Musa set the tripod down and pressed the steel tips into the earth until they held. He adjusted the legs, watched the bubble settle, made small corrections with his fingers. His eyes stayed on the ground and the angles of the street rather than the house itself. He drew out the measuring tape and walked it toward the drainage ditch, careful to keep it straight.
The setback was supposed to be five meters. That much he did not need to check. He remembered the survey from nineteen ninety-six, before the trouble, before the markers disappeared or were shifted quietly in the night. There had been a concrete beacon then, stamped with a government number, set firmly where a pawpaw tree now rose, its leaves casting shade over the ditch.
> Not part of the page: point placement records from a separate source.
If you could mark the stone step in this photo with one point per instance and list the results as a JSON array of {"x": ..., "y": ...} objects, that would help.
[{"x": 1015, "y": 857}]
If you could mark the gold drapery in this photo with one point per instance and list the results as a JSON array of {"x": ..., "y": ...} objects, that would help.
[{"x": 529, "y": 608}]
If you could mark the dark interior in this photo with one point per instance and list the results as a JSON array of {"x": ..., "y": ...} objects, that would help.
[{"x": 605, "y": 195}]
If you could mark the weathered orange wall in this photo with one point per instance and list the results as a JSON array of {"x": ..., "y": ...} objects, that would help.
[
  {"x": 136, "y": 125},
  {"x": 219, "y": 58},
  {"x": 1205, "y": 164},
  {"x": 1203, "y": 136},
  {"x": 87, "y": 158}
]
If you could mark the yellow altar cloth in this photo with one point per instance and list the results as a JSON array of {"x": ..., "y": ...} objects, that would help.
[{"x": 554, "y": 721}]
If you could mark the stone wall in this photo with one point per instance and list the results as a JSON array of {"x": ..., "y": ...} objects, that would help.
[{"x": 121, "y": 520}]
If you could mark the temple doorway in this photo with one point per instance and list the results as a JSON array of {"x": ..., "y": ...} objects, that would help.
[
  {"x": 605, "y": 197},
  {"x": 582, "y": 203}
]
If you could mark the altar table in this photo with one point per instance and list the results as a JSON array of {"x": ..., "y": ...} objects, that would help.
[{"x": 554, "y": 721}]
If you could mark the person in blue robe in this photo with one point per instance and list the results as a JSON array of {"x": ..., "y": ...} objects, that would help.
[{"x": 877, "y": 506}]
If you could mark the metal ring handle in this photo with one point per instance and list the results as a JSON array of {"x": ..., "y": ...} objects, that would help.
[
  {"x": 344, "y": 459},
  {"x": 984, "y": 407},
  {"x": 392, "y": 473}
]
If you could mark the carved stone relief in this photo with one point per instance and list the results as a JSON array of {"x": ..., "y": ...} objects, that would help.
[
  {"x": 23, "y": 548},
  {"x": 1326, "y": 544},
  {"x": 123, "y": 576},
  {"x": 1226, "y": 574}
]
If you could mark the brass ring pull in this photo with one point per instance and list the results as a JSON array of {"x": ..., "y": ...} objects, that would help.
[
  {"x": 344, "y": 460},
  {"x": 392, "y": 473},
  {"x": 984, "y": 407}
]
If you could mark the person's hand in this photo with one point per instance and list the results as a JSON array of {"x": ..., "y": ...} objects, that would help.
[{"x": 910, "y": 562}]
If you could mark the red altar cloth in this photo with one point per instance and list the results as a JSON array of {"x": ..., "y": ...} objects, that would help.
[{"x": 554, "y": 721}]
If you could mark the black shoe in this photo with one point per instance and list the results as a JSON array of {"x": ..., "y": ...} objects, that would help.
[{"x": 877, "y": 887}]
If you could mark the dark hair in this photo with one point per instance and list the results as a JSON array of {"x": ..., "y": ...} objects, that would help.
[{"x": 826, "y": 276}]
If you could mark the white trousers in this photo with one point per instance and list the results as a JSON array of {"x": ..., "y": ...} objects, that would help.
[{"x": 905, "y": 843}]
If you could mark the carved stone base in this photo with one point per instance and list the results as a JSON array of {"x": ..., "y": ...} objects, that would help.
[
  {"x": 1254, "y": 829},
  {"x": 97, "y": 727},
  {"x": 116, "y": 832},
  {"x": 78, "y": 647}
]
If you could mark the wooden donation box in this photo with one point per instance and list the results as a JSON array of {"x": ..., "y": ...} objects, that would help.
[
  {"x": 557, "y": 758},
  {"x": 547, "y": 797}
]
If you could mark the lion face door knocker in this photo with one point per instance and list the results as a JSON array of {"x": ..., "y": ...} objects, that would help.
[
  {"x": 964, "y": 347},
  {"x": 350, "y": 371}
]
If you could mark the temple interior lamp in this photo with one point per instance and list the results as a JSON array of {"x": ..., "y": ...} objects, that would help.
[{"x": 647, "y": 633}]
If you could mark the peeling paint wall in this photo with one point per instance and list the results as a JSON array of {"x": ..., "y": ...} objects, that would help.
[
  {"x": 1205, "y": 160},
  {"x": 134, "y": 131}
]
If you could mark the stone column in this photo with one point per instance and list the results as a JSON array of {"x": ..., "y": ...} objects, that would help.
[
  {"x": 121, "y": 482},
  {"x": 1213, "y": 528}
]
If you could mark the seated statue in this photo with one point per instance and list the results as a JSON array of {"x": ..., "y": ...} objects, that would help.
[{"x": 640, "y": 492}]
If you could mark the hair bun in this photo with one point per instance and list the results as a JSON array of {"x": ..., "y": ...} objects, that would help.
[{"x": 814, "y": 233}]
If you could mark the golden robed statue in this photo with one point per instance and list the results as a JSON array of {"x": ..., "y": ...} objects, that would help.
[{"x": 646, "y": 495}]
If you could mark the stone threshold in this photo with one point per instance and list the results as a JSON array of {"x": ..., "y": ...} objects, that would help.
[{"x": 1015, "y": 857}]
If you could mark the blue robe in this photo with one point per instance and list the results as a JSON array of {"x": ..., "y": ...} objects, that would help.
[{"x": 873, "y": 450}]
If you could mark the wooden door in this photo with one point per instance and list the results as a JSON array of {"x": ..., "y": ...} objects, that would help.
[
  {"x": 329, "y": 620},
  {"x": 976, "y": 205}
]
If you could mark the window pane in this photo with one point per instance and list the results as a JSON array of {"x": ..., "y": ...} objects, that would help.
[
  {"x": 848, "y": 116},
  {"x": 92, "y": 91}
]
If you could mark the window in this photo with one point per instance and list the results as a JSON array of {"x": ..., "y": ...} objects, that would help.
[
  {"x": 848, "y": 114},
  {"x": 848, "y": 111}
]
The tape scraped softly over the dry soil as he pulled it taut. He read the number once, then again. Seven meters. He straightened and looked at the wall. It was solid, unremarkable, built with the assurance of someone who intended to stay. It reached two meters beyond where it should have been, into land that existed now only as a line remembered by a few men and no longer defended by anyone. Two meters was the width of a passage, the length of a body laid out. He wrote the figure into his field book, the pen moving slowly as if the page might resist it. The number sat there plainly as the wall stood where it stood. Between them was a discrepancy that refused to soften.
The back door opened, and a woman stepped into the yard, wiping her hands on her wrapper. She paused when she saw the tripod and the tape drawn across the ground, then looked at Musa with a steady expression shaped by years of necessity rather than surprise. After a moment, she turned back inside.
Musa continued measuring, checking angles, noting elevation, his movements careful in a way that acknowledged her presence without addressing it. He worked more slowly than the task required, aware of being watched.
She returned carrying a plastic tray. A cup of water beaded with condensation sat beside a small plate of groundnuts. She set it on a stool near the instrument.
“You are working in the hot sun,” she said.
He thanked her and drank. The water was cold, faintly earthen from the clay pot it had come from. He ate a few of the nuts. The gesture settled between them, neither kindness nor obligation alone, something that placed him inside the yard rather than at its edge. When he finished, he folded the tripod, drawing the legs in against the column, snapping the fittings closed.
The woman stood by the wall, her hand resting on the rough surface of the blocks, her shoulders held tight.
“Will it move?” she asked. Her voice was low and even. She was asking whether the wall she had built, the roof that held at night, would be judged temporary by a number that had survived longer than the people it once belonged to.
Musa closed the instrument case and lifted it, adjusting the strap across his shoulder. He looked from the wall to the ditch and back again, then at the woman waiting without turning. He knew what was correct, and he knew what was possible. He said nothing. He turned toward the road and walked away, his shoes lifting small clouds of red dust that hung briefly in the air before settling back onto the ground.
***
The ceiling fan in the records office turned with a dry, uneven click, the sound marking time in a way that felt slower than the afternoon outside. The air was stagnant, layered with the smell of paper that had been handled too often and the sharp, chemical trace of correction fluid that never quite faded.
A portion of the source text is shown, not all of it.